Comme instrument de musique, le Boussadia porte sur la hanche un tambour primitif dont la caisse est en bois et la peau ornée de figures grossières tracées avec de la pâte de henné. C’est sur ce tambour que le nègre fait le bruit assourdissant qui attire autour de lui tous les galopins ; il frappe d’une seule baguette recourbée, « chenekal » (شنقال ) tenue de la main droite et aussitôt après le coup donné, la main gauche, frôle légèrement la peau d’âne.

 

 

 

 

 

La danse

Les danseurs Boussadia, lors de chaque grande fête musulmane, se réunissent à cinq ou six afin de danser dans les rues, devant les magasins des commerçants et les habitants. Il est bien entendu que le principal but de ces danses est de ramasser le plus possible de sous et d’obtenir la plus grande quantité possible de provisions.

Un âne, conduit par un vieux nègre suit danseurs et musiciens pour porter le couscous, la farine, le pain, les provisions de bouche, qui seront récoltés.

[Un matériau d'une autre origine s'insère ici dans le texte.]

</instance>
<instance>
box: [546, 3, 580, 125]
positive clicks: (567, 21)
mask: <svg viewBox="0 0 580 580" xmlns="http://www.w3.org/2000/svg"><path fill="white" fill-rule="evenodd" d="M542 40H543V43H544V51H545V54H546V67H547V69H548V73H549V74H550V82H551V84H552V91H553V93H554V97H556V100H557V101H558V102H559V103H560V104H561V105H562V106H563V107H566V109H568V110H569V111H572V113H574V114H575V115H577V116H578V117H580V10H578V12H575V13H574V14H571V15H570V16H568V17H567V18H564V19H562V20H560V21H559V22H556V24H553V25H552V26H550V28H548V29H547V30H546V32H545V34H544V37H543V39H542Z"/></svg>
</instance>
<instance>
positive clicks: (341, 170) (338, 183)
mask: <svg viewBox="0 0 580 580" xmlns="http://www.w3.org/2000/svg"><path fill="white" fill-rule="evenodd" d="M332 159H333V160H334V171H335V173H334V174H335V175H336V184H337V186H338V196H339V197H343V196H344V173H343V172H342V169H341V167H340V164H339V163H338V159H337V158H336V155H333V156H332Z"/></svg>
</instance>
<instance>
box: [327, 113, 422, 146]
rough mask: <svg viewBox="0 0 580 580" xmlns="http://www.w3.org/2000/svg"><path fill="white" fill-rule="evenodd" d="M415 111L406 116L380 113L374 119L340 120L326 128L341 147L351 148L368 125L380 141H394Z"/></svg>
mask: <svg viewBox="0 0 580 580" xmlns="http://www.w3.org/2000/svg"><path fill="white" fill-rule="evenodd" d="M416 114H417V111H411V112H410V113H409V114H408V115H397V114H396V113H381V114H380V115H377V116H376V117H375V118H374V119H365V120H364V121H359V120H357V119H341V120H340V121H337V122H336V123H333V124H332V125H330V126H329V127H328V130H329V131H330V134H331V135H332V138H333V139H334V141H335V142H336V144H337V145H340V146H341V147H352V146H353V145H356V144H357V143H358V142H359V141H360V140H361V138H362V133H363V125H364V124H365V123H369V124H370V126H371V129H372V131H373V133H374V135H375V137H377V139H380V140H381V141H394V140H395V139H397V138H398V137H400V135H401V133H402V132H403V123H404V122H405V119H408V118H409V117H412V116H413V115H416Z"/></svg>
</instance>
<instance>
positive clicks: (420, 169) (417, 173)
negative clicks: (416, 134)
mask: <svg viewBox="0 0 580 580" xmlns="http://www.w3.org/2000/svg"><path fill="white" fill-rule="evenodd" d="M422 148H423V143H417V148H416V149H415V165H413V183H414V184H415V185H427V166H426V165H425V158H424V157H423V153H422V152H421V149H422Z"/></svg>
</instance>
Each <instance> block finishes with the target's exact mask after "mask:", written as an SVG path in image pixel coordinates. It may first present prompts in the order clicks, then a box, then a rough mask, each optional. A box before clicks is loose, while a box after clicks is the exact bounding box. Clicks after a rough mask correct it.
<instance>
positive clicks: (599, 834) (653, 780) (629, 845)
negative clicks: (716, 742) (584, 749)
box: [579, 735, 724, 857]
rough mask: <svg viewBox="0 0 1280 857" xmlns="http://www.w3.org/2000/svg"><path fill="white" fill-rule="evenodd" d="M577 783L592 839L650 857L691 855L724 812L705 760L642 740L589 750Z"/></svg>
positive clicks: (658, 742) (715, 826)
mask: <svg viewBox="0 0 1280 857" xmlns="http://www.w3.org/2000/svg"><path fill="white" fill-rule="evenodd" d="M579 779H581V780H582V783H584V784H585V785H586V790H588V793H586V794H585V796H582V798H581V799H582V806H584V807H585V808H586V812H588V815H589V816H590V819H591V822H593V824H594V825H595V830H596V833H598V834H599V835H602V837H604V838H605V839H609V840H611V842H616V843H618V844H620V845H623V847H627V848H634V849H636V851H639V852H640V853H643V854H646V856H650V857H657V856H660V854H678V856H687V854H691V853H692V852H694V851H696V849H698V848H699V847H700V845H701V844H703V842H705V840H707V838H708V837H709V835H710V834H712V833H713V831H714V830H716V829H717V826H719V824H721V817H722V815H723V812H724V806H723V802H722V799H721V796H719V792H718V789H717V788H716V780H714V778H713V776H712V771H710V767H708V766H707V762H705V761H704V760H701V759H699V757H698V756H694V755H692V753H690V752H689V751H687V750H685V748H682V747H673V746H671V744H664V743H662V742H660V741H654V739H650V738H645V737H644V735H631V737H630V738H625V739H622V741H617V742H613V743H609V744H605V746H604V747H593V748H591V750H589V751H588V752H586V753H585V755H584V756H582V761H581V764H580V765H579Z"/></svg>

La musique nègre se compose de tambours « grossiers» et d’énormes castagnettes en fer « qerakeb » (قراقب). Tous les danseurs nègres sont pourvus de castagnettes en fer dont ils jouent en dansant ; ils commencent leur danse d’abord lentement, levant lourdement chaque pied, puis le mouvement augmente et la danse devient de plus en plus précipitée ; le danseur exécute des petits bonds, suivis de voltes, accentuées par le bruit croissant de tambours et castagnettes. La danse continue jusqu’à ce que les nègres ruisselants de sueur, haletants, s’arrêtent épuisés.

La danse est accompagnée d’une chanson. C’est un petit chant, toujours la même phrases, dite sur un ton plaintif et monotone.

Pour élargir le cercle de garçonnets qui suivent toujours le nègre artiste, ce dernier exécute une série de petits bonds comiques, tournant sur lui-même, contractant affreusement son visage, faisant une grimace horrible en ouvrant démesurément la bouche.

Lorsqu’il veut obtenir la récompense de ses pitreries, le nègre choisit dans l’assistance la personne la mieux vêtue, il danse, chante et bat du tambour devant lui, jusqu’à ce que l’auditeur ennuyé plutôt que charmé, lui accorde un sou ou deux, en rougissant de sentir fixés sur lui, tous les regards de l’assistance, qui l’obligent ainsi à s’exécuter.

Lorsque la personne généreuse cherche dans son porte-monnaie, le nègre augmente ses contorsions, se rapproche du donateur, se rapetissant, toujours dansant et ouvrant la bouche, nouvelle sébile, il reçoit la pièce qui lui est offerte.

Il emmagasine ainsi facilement, sans être gêné plusieurs pièces de dix centimes. Chaque nouveau don illumine le visage imberbe, luisant du Boussadia et provoque chez lui des bonds exagérés auxquels s’ajoute un remerciement qui se manifeste par des inclinaisons de tête et un son mal articulé.